CoinTelegraph reported:
Authorities across the globe are fighting against time to bring justice to the millions of people impacted by the financial frauds committed by FTX CEO Sam Bankman-Fried. As part of the ongoing investigations, attorneys representing the Securities Commission of the Bahamas seek access to FTX’s database with international customer information.
The Bahamian attorneys filed an emergency motion with a Delaware bankruptcy judge requesting access to FTX’s customer database to aid their ongoing investigations. The motion highlighted previous failed attempts to access the defunct crypto exchange’s database. As a result, the lawyers claimed that FTX employees and counsel prevented authorities from getting critical financial information.
The database in question is reportedly stored on Amazon Web Services (AWS) and Google Cloud Portal databases, which include personal information such as wallet addresses, customer balances, deposit and withdrawal records, trades and accounting data. According to the lawyers, the U.S. bankruptcy proceedings will “suffer no harm or hardship if this relief is granted.”
While AWS was used to store customer information, FTX used Google services as an analytics platform for data of users residing outside of the United States. According to the filing sourced by CNBC:
“While the Joint Provisional Liquidators are happy to engage in dialogue with the U.S. Debtors, their refusal to promptly restore access has frustrated the ability of the Joint Provisional Liquidators to carry out their duties under Bahamian law and placed FTX Digital’s assets at risk of dissipation.”

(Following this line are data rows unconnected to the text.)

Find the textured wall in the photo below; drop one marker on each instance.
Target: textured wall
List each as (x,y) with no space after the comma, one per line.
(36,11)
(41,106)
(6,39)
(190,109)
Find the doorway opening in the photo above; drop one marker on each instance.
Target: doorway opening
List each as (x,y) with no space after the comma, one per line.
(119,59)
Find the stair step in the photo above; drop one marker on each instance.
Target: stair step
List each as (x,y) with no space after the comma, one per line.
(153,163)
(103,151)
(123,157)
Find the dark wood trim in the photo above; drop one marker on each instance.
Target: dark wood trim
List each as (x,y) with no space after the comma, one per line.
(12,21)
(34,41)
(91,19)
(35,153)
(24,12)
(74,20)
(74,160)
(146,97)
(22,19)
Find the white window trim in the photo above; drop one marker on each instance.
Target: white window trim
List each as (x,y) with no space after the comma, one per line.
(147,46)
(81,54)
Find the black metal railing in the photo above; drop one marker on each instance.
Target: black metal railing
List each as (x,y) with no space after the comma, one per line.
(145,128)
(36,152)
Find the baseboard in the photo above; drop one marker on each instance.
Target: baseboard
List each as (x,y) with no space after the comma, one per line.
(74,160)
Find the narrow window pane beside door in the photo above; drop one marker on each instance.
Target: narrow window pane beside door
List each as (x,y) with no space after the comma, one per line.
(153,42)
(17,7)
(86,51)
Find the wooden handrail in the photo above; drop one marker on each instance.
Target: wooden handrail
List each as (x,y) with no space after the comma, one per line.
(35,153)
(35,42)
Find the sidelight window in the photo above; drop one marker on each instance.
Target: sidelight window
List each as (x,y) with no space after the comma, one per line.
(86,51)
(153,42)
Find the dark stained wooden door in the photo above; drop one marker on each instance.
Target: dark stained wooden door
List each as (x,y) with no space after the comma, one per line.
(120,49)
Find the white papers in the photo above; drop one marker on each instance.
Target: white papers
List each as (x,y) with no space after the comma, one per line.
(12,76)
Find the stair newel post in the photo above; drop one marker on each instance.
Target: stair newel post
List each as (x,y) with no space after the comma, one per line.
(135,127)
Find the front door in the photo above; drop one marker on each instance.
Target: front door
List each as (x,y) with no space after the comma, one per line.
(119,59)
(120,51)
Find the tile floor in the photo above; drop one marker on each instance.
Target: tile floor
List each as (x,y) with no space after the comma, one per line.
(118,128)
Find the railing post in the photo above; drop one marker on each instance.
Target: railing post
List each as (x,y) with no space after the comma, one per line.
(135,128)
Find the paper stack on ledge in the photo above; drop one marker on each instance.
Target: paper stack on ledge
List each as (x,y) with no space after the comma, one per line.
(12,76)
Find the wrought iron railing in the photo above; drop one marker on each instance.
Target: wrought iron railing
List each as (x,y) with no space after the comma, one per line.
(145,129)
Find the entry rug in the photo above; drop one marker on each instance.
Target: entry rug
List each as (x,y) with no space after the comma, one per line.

The latest domino effect of FTX fraud was felt by media outlet The Block, which had failed to disclose funding from Alameda Research. The Block CEO Mike McCaffrey stepped down from his position after failing to disclose $27 million loans from FTX‘s sister firm Alameda Research.
Related: CZ and SBF duke it out on Twitter over failed FTX/Binance deal
On Dec. 7, the new management team of FTX reportedly hired a team of financial forensic investigators to track down the missing customer funds exceeding $450 million in cryptocurrencies.
As previously reported by Cointelegraph, the forensics firm is tasked with conducting “asset-tracing” to identify and recover the missing digital assets and will complement the restructuring work being undertaken by FTX.